Cafe Life – Lakeland Ltd

During half-term, we went to a Lakeland shop (the one at Cheadle), to get various bits and pieces, and decided to go to the cafe upstairs. The children see going to a cafe as a big treat …

The staff at Lakeland are always helpful, and the Lakeland cafe is pleasant enough, but not fantastic (the not-gluten-free chocolate cake the non-coeliac children ordered was too cold to eat). They did, however, offer some gluten free toast, when I asked if they had anything that was gluten free. The toast came with wrapped portions of butter and a range of tiny pots of jam – so no cross-contamination issues – and could have come with bacon, if we’d wanted, and was made from their own gluten free multigrain bread mix. We liked it enough to buy some mix later to make our own loaves – though it was a shame we were given a crust as one of the three pieces of toast made. The crust of the loaf was very difficult to eat anyway, and having the end-crust meant that that slice of toast became inedible, particularly for the child it was ordered for.

Still, credit to them for having it available – though it wasn’t on the menu, and should have been. They do sell various gluten free items in the shop, notably an italian almond cake, so it would have been good to see that on the menu too.

Cafe Life – Marriott hotels

What is it that makes you know you can trust someone – even over the phone?

As part of the birthday celebrations, we went to the Marriott at Meriden (Forest of Arden). Before the visit, as usual, I phoned the hotel to discuss catering for my coeliac daughter.

I was put through to the chef, who not only knew what I was talking about, but – without being prompted – said that they would make gluten free gravy with no thickening for her if she wanted it, and that I should just make sure that the waiter on the evening knew which order was to be gluten free.

In practice, when we turned up for dinner, the restaurant manager came over to be sure that we understood which items were gluten free, and to reassure us that they could produce a gluten free version of the things she chose. In the end, she chose gravadlax (which sure enough came without the crostini that the others had) followed by trout with a clam and mushroom chowder, and then fruit dipped in chocolate. We all had the gluten free birthday cake that I had brought with us, and the hotel didn’t mind providing candles, plates, knives etc for us to use.

Well done to the Marriott – particularly to the chef who was so knowledgeable. He told me that almost every evening they had someone in the restaurant who needed a gluten free diet – which isn’t surprising, once you know how many people have been diagnosed. What is surprising, given our experience over the last 10 years, is how well set up the Marriott was for managing this without making a fuss.

How did I know I could trust him with my daughters health? Well, you never know for certain, obviously, but he knew the key issues and used the right terminology. He’d clearly come across it before, and wasn’t thrown into a state of panic. And then his staff followed through and gave us good service.

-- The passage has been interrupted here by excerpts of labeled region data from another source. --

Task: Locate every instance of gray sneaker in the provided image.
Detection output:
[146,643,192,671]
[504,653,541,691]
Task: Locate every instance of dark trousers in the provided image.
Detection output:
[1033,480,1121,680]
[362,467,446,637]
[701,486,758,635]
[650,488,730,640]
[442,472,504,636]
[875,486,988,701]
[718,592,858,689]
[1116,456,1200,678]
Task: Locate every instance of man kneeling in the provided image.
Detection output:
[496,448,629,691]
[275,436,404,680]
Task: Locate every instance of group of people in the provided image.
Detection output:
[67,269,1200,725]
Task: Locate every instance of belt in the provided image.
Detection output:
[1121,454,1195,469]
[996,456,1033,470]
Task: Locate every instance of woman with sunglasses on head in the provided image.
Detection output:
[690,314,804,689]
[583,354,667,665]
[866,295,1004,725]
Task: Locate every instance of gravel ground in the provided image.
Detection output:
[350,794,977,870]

If they can do it, why is it so difficult in other places?

Fancy going out for a meal – and having a choice?

It isn’t often that a coeliac gets to go out for a meal and have a choice of dishes. Often there is only one safe option – and that usually involves a baked potato!

Jenny at the Celiac Club blog talks about a recent visit to the Edmonton branch of the Outback Steakhouse. Yes, I know this isn’t exactly handy for those of us who talk about ‘coeliac’ rather than ‘celiac’ … but a quick visit to the Outback Steakhouse site for the UK reveals that they have a gluten free menu – just as Jenny says – and you can even download it in advance. And it includes a child oriented section with a choice of gluten free items.

Sadly, all their outlets are 200+ miles away from us here in the north, but next time we head south, we’ll make a point of visiting. Thanks to Jenny for the heads-up.

Eating out – at the Eden Project

If only this were closer to us … The Eden Project is not only an interesting place to visit in its own right:

Eden is about connecting plants, people and places. We are a living demonstration of regeneration and we aim to reconnect people with their environments locally and globally. We don’t have all the answers, we don’t want to tell others what to think; what we do is invite people to explore their world afresh.

… and it certainly looks amazing … but also, all of its cafes and restaurants offer vegetarian, vegan and gluten-free options and they don’t include GM ingredients in their food. Moreover, they buy local food wherever they can. This is definitely a place on my wish-list to visit. Roll on the holidays (and bring back the sun).